User Guide#
This guide provides an overview and explanation of the Fermioniq Python package, and how you can use it to submit quantum computing jobs to the Fermioniq platform. The content in the tutorials can serve as a starting point for your own Python scripts.
For details on specific modules, classes and functions, see the API reference.
Note
All the tutorials are based on Jupyter Notebooks. You can run all the tutorials yourself in this interactive Google Colab Notebook directly in your browser. You can also download the Colab notebook and run it locally on your machine.
These tutorials cover the different functionalities in the fermioniq
package, from
your first submission of a quantum circuit to more advanced use cases and settings. They are
structured as Jupyter notebooks.
In section Setup we go over how to set up the emulator.

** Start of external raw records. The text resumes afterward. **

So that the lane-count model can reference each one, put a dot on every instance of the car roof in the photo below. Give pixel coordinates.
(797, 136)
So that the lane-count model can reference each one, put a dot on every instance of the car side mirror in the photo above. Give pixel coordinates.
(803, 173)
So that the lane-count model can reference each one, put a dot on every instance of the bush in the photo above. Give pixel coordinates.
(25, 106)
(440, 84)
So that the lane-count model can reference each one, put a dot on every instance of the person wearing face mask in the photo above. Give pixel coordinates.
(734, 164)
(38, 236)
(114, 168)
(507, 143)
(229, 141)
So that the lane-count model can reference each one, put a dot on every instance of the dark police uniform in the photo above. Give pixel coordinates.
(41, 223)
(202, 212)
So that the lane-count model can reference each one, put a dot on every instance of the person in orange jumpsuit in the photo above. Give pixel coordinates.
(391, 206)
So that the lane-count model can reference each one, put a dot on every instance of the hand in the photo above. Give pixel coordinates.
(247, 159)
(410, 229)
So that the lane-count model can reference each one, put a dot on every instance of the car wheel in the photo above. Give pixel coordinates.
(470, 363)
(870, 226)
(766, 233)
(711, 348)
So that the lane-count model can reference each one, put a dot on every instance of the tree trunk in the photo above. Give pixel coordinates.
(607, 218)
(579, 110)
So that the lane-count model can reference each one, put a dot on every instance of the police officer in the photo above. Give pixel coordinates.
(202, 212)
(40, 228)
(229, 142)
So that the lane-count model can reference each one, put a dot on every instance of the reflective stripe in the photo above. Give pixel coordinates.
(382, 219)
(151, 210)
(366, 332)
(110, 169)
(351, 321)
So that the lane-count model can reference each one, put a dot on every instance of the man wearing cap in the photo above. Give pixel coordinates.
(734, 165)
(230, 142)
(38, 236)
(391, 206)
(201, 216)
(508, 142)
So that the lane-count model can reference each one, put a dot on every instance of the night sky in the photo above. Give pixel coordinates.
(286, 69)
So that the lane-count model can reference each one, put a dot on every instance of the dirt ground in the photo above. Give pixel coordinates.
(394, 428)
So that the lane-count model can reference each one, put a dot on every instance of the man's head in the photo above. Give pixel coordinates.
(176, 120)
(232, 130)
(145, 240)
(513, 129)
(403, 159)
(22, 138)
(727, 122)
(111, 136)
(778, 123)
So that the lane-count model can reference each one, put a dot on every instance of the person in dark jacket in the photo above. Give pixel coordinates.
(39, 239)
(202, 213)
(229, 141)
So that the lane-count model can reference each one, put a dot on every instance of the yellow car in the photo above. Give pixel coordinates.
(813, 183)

In section Emulating Quantum Circuits we cover the topics:
Sending your first quantum circuit to the emulator
Configuring the input and output of the emulator
Configuring the mode of emulation
Configuring the type of backend to use for the emulation (like CPU and GPU)
Section Advanced Emulation includes:
Emulating circuits with noise
Using the emulator to compute observables
Using the emulator to run a VQE algorithm
Running trajectory based emulations for circuits with intermediate measurements
In section Job Management we look at how to use the Client()
class to:
Submit jobs asynchronously to the server
Submit multiple jobs at once
Note
All the code examples in the documentation have clickable links that take you to their corresponding page in the API reference. Try clicking on the class or the method call in the code example below to see it in action.
from fermioniq import Client
client = Client()
my_jobs = client.jobs()
In section CUDA-Q x Fermioniq we cover how to use the Fermioniq backend when running circuits with the NVIDIA CUDA-Q platform.